Karadzic was handed over to The Hague by the Serbian authorities after being arrested in Belgrade on July 21. The Serbian government has confirmed, from the director of the Office of Cooperation with the Hague Tribunal, Dusan Ignjatovic, that the extradition of Karadzic was made after the period for making appeals had passed. Ignjatovic stated that the handing over of the presumed genocidal criminal is further proof that the Serbian authorities are collaborating “more than satisfactorily” with the tribunal, and he added that of more than 1,700 petitions from the court, more than 95% have been resolved “completely.”

More than 160 cases

As of today, the ICTY has processed more than 160 people for crimes over which it has jurisdiction: genocide, crimes against humanity, grave violations of the Geneva Conventions of 1949 and violations of the rules of war. The tribunal has handed down various sentences to approximately half of the people it has tried: Serb, Croat and Bosnian Muslims from Bosnia Herzegovina, Serbs and Croats from Croatia, Serbs from Serbia and Albanians from Kosovo. Until now, the harshest sentence was handed down to Stanislav Galic, an official in the Serb-Bosnian army found guilty of crimes against humanity, assassinations, violations of the rules of war, and indiscriminate attacks against the civilian population of Sarajevo. Galic was sentenced in 2003 to 20 years in prison, but in 2006 the sentence was increased to life in prison.

Karadzic, president of the Serbian Republic of Bosnia from 1992 to 1995, was among the highest ranking politicians the ICTY has faced. Earlier there had been other relevant figures on the docket.

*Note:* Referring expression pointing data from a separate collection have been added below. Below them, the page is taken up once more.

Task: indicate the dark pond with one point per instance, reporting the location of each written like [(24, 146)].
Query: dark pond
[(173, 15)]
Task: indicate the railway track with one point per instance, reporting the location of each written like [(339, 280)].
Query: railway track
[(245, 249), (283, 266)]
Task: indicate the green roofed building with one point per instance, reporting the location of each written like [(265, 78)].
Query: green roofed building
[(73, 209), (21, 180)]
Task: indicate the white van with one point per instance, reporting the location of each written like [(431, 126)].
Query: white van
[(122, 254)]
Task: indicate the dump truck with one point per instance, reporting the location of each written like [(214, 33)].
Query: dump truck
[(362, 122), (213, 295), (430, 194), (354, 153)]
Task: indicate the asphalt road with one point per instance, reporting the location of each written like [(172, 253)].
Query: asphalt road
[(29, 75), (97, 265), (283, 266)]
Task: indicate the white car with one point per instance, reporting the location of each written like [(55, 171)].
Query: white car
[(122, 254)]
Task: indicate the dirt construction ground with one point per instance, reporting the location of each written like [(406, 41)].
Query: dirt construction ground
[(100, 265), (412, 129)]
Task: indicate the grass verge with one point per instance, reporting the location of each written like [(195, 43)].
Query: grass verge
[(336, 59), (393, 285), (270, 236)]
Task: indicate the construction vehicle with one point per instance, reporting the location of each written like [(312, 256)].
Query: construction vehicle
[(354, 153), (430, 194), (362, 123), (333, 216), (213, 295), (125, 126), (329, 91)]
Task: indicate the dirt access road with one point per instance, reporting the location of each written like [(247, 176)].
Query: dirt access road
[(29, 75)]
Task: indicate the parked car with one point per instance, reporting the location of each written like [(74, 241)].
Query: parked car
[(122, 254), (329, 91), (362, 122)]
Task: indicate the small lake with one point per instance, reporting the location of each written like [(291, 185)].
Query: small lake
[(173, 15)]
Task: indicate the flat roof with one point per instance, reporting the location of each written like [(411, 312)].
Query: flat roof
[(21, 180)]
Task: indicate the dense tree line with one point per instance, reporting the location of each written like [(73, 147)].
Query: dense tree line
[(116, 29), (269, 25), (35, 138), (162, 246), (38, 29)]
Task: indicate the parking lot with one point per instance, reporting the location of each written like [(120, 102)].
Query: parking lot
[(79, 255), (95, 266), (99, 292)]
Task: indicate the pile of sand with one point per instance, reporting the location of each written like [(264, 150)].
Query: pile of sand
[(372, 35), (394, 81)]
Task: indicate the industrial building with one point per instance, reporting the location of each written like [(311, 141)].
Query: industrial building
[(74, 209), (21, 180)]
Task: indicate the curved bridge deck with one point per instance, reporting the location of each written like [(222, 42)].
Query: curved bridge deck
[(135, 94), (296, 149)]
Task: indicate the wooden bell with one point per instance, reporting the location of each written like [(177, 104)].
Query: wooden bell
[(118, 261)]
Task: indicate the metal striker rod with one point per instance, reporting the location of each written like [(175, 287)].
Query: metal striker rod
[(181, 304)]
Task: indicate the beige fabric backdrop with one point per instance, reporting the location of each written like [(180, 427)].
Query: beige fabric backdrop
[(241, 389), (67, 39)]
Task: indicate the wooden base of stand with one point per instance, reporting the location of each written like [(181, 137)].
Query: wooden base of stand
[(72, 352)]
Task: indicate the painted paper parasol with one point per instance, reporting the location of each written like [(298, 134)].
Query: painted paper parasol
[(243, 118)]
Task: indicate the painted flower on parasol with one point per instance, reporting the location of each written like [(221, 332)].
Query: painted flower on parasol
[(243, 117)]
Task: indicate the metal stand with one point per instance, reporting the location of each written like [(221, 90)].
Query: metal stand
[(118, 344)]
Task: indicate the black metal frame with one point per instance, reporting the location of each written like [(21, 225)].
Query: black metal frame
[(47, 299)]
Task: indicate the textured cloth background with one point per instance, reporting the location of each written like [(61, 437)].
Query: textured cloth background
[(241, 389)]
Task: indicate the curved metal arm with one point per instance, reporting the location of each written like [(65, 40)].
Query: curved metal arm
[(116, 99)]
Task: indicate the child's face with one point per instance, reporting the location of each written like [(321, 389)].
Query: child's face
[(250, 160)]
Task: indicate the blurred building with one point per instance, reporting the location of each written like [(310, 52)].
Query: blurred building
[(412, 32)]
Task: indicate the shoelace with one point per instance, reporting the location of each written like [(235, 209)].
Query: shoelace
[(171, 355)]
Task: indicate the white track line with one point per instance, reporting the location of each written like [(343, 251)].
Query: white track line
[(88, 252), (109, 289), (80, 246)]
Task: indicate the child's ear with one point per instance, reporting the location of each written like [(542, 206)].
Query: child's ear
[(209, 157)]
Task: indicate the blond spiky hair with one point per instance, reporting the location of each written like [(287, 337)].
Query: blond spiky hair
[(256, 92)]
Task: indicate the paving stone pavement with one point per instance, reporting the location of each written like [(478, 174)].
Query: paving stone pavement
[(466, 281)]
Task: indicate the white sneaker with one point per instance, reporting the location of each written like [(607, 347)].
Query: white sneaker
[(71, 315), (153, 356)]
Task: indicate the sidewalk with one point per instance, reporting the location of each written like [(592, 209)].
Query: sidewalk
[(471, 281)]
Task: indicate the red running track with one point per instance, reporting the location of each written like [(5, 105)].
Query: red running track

Slobodan Milosevic, successive president of Serbia (1989-1997) and Yugoslavia (1997-2000), was accused of crimes against humanity but died in 2006 before the tribunal handed down a sentence. His successor to the Serbian presidency, Milan Milutinovic, is on trial for war crimes. Karadzic successor to the presidency of the Serbian Republic of Bosnia, Biljana Plavsic—considered an extremist even among ultranationalist Serbs— was sentenced to 11 years in prison, which he is currently carrying out in Sweden.

Mladic and Hadzic, still on the run

There remain two ranking accused criminals on the run from international justice. One is the former head of the Serbian military in Bosnia, Ratko Mladic, considered to be Karadzic right-hand man during the Bosnian conflict. Since the war ended in 1995, it has been said that Mladic might be hiding in Bosnia, in Serbia, or in Montenegro. The other fugitive is Goran Hadzic, leader of the Republic of Serbian Krajina (a self-proclaimed state in the majority Serb zones of Croatia). Some reports put him in Belarus. Regarding the two fugitives, the Serbian government says that its handing over of Karadzic demonstrates that it “is not giving refuge” to Hadzic or Mladic.